In the following we will apply the first approach: since our data are very large, we are obliged to use efficient and reliable tools only, so we use some off-the-shelf programs that are thoroughly tested and can manage large scale data efficiently. Among important known universal compressors we can name: the Lempel-Ziv (LZ) code [20], the PPM (Prediction by Partial Match) code [21], and a wide class of grammar-based codes [22], with many particular instances such as Sequitur [23] and NSRPS (Non-Sequential Recursive Pair Substitution) [12,24]. Whereas all these codes are universal, they are not equal—being based on different principles. The LZ code and the grammar-based codes compress texts roughly by detecting repeated substrings and replacing them with shorter identifiers. A proof of universality of the LZ code can be found in [13], whereas the proof of universality of grammar-based codes can be found in [22]. In contrast, the PPM code is an n-gram based language modeling method [21] which applies variable length n-grams and arithmetic coding. The PPM code is guaranteed to be universal when the length of the n-gram is considered up to the length of the maximal repetition of the input text [25,26].

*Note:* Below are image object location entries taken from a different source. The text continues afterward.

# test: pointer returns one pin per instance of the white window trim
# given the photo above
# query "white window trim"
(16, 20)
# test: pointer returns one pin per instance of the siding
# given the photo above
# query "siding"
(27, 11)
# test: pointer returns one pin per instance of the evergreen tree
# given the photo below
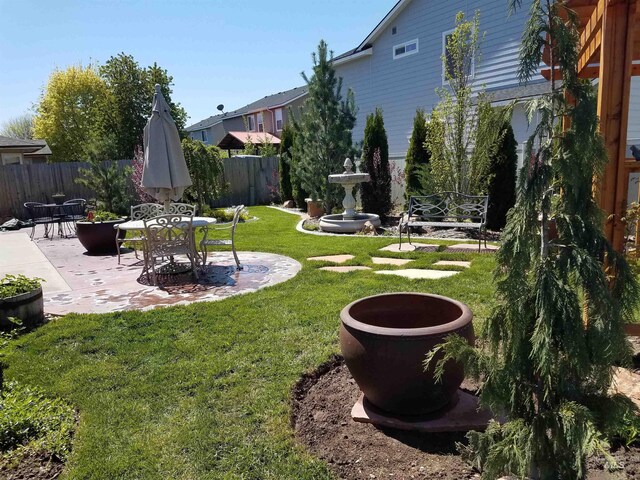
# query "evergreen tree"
(418, 155)
(376, 194)
(562, 300)
(323, 135)
(286, 146)
(502, 179)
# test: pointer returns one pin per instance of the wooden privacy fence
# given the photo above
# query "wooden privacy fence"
(251, 181)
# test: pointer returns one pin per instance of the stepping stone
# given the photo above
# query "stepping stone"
(419, 273)
(406, 247)
(345, 269)
(332, 258)
(390, 261)
(453, 263)
(470, 248)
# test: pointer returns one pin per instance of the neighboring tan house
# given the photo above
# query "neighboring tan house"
(398, 67)
(23, 152)
(269, 114)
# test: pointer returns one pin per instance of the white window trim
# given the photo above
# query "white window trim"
(405, 54)
(260, 121)
(444, 53)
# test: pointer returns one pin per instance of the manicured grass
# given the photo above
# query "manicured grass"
(202, 391)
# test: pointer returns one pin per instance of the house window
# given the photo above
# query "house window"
(449, 60)
(404, 49)
(11, 158)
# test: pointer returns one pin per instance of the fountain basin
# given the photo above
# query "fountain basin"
(341, 224)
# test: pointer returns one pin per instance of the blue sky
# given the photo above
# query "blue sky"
(231, 52)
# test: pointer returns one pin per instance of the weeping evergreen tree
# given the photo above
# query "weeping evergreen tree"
(323, 131)
(502, 179)
(418, 155)
(286, 145)
(376, 194)
(557, 329)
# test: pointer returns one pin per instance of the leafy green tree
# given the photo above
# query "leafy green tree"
(286, 146)
(18, 127)
(502, 179)
(376, 194)
(128, 106)
(418, 155)
(562, 300)
(68, 111)
(207, 172)
(323, 133)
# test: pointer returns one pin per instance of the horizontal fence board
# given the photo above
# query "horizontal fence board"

A very important question for our application is the scaling of the encoding rate of off-the-shelf implementations of universal codes for finite real data. Since the probabilistic model of natural language remains unknown, the notion of universality may serve only as a possible standard to obtain a stringent upper bound. One may raise some doubt that natural language is strictly stationary since the word frequencies exhibit formidable long-memory effects, as indicated, e.g., by [27,28,29]. Moreover, many off-the-shelf compressors are not strictly universal, since they are truncated in various ways to gain the computational speed. Such truncations usually take form of a bounded traversing window length, so the respective compressors converge to the entropy of the traversing window rather than to the true entropy rate. Still, it is possible to implement a compressor that does not have this deficiency and there exist such off-the-shelf compressors. The simplest way to identify suitable compressors is by experimental inspection, excluding those for which the encoding rate is too large.

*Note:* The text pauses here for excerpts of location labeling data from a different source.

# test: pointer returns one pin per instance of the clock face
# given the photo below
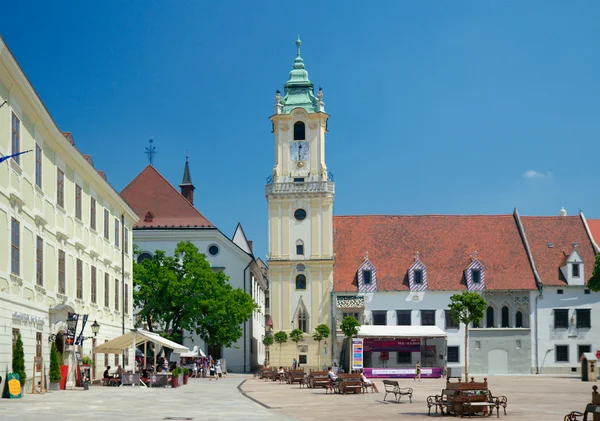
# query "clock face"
(299, 151)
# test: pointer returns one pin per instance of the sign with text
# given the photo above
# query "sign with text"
(357, 354)
(393, 345)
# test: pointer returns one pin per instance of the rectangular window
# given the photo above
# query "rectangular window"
(116, 232)
(38, 165)
(15, 337)
(561, 318)
(117, 294)
(61, 272)
(93, 289)
(418, 277)
(79, 279)
(126, 240)
(584, 319)
(380, 318)
(106, 223)
(427, 317)
(93, 213)
(453, 356)
(403, 317)
(38, 344)
(60, 188)
(15, 249)
(404, 357)
(126, 297)
(77, 202)
(39, 261)
(562, 353)
(450, 323)
(106, 290)
(16, 137)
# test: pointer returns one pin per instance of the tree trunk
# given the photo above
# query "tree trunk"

Among state-of-the-art compressors, we have considered zip, lzh, tar.xz, and 7-zip LZMA for the LZ methods and 7-zip PPMd for the PPM code. In Figure 1 (right panel) we show how the encoding rate depends on the data length for a Bernoulli process with $p=0.5$ (left panel, listed later in the first line of the third block of Table 1) and for natural language data of Wall Street Journal corpus (right panel, listed in the third line of the third block of Table 1). First, let us consider the Bernoulli process, which is a simple artificial source. Formally, the Bernoulli process is a sequence of independent random variables taking the value of 1 with probability p and 0 with probability $1-p$. There are two known theoretical results for this process: The theoretically proven encoding rate of the LZ code is as much as $r(n)=A/(logn)+h$ [30], whereas the encoding rate for the PPM code is proved to be only $r(n)=A(logn)/n+h$ [31,32]. Thus the convergence is extremely slow for the LZ code and quite fast for the PPM code. This exactly can be seen in Figure 1a, where all data points for the LZ code remain way above 1.0 bpc, the true entropy rate, while the data points for the PPM code practically converge to 1.0 bpc.

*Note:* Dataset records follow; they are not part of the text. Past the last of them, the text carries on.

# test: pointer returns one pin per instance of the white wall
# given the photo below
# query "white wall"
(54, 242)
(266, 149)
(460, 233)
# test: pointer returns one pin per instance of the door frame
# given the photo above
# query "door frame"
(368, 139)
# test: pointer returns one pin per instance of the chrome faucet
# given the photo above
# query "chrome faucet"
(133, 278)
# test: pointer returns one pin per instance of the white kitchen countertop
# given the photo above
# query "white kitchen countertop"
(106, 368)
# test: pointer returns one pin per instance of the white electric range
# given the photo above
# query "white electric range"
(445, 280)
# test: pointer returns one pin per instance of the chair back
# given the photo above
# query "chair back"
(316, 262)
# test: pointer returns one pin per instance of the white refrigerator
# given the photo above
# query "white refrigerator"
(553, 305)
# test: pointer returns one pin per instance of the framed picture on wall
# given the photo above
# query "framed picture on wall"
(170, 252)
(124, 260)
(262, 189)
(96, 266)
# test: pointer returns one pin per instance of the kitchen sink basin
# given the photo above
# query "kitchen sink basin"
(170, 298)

As for natural language data, whereas the empirical speed of convergence is much slower for the Wall Street Journal, the gradation of the compression algorithms remains the same. Algorithms such as zip and lzh get saturated probably because they are truncated in some way, whereas Sequitur, 7-zip LZMA and 7-zip PPMd gradually improve their compression rate the more data they read in. Since the encoding rate is visibly the smallest for 7-zip PPMd, in the following, we will use this compressor to estimate the entropy rate for other natural language data. Let us stress that we will be using an off-the-shelf compressor, 7-zip PPMd, since we are going to work with very large data and we need a computationally efficient and well-tested implementation of a universal code.

Many have attempted to estimate the entropy rate via compression. For example, paper [21] reported $h\approx 1.45$ bpc for the collected works of Shakespeare in English. Majority of the previous works, however, reported only a single value of the encoding rate for the maximal size of the available data. Whereas any computation can handle only a finite amount of data, the true entropy rate is defined in formula (2) as a limit for infinite data. The later fact should be somehow taken into consideration, especially if convergence (4) is slow, which is the case of natural language. One way to fill this gap between the finite data and the infinite limit is to use extrapolation. In other words, the encoding rate $r(n)$ is calculated for many n and the plots are extrapolated using some function $f(n)$. One possibility could be to consider $f(n)$ in the form of polynomial series, but this does not describe the nature behind the problem in a functional form. Previously, function $f(n)$ has been considered so far in form of an ansatz, since the probabilistic model of natural language is unknown.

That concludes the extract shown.